Learning to love your own company abroad
This article was written by Jessica Allen, published on 30th April 2015 and has been read 4511 times.
Jess is studying French and German at Oxford. She is spending most of her year studying in Germany (in Trier), but last summer did an internship in France (at the Chateau de Montaigne) and is currently doing another two month internship over the Easter Vacation. Here's her advice on learning to enjoy all that quality me time!
A couple of months ago I saw the film La Famille Bélier, which has been a huge hit in France:
It’s a fantastic coming of age story which follows the story of Paula, a 16-year old girl who has spent her whole childhood supporting her deaf family and running the family business. She discovers her talent for singing and eventually wins a prestigious scholarship to train in Paris, but this story is sadly somewhat spoilt by the inclusion of a bland boyfriend. This boy lacks drive and ambition and also, crucially, the ability to be kind and loyal to Paula in the early stages of the film. The end credits are accompanied by a selection of photos of the two of them in Paris, but it’s her story, not their story; in fact his presence adds nothing to the story. This reinforces the commonly held belief it’s impossible to be happy without a partner and prompted me to dedicate a section of my year abroad scrapbook to my Selfie Project. The Selfie Project began life as a joke between me and a couple of friends, however it quickly took on new meaning when I realised that the photos of me enjoying some time alone were representative of one of the most important things you could learn on your year abroad and in life in general: that you should feel comfortable alone and that sometimes this is preferable to being with others.
Treats for one
As a dual linguist, I’ve moved around a lot: by the end of the year I’ll have lived in three different places in France, as well as having spent two university semesters in Germany. I quickly became used to the constant upheaval and ended up making good friends in each place, although it’s understandable to worry about this and to feel unsettled at first. The main purpose of your year is obviously to improve your language skills and immerse yourself in the local culture, so it makes sense to meet as many people as possible to help facilitate this. However, don’t panic if you don’t instantly make a huge group of friends or meet the love of your life.
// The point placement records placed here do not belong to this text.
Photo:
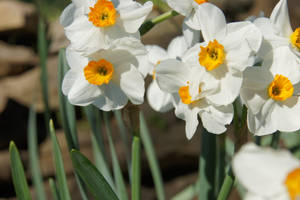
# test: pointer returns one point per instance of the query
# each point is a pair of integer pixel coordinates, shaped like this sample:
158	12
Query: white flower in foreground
107	78
267	174
187	8
227	51
277	30
271	93
191	87
91	25
159	100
I’ve found that I’ve learnt so much through studying, working, yoga classes, language exchanges, volunteering, cultural events, travelling, reading, and watching the world around me. If you go out and look for it, you’ll always find someone or something which can help you improve.
Don’t worry if you end up alone on a frequent basis in spite of constantly making an effort to fill your diary, this is only to be expected when you move so far away. Luckily I’ve always enjoyed my own company, but I know that not everyone is this way inclined, so here are some tips for embracing this state and making the most of the periods of solitude.
Don't be scared of your own shadow!
1. You can do, see, and eat whatever you want.
You can’t find anyone else who wants to see that obscure horror film, or visit Luther’s hometown? Well don’t let it stop you, go alone and you might even meet someone who shares your passion. Going alone is far better than not going at all, and other people probably won’t even notice. Even if they do, you’ll probably never see them again and they’re most likely secretly wishing they had the courage to go it alone too. I’ve been all over Luxembourg, the Dordogne, and the Loire Valley by myself and wouldn’t have had it any other way.
2. You notice more.
Go for a solo skate at the ice rink and you’re far more likely to overhear snippets of conversation and useful vocabulary, and to glean tips from other skaters. When travelling, you’re also more likely to spot quirky shops, cafés, and galleries than if you were in a group.
Solitude and peace in Montaigne's study
3. You can develop your own interests.
Instead of sitting staring at Facebook during your downtime, you can paint, read, cook, write, or try out a new sport or class – the world really is your oyster.
4. Learn to appreciate yourself
It sounds clichéd, but spending time alone means that you have to actively engage in finding yourself, appreciating this self, and learning to love this self. It’s exciting.
5. There will be lonely times.
I would be lying if I said there weren’t. You’re in an unfamiliar place, lack an obvious support network, and a simple task such as booking a doctor’s appointment can be enough to reduce you to tears when your laptop’s broken, you keep getting lost, and your German bank account still isn’t open. But you will get through this. As Kafka rightly said, your friends (and family) are like stars, always there, even if you can’t see them. Think about this and you’ll feel stronger, remember all the great things about you, and then be able to tackle these hurdles alone. It might seem as though your fellow year abroaders have got a huge new group of friends… it’s highly likely that they’ve latched on to the first group of people they could find, probably English-speaking, to avoid being alone. They may look like they’re having the time of their life on Facebook, but in reality, they could be feeling empty and lonely. Once you’re happy with your own company and situation (there’s always something to be happy about, be it a letter from home, a presentation that went well, or the beautiful view from your window), exciting, fulfilling new friendships will follow, which you’ll be able to appreciate more.
Never forget that you’re the lead role in your own story, so your year abroad is first and foremost for you and can be anything that you want it to be.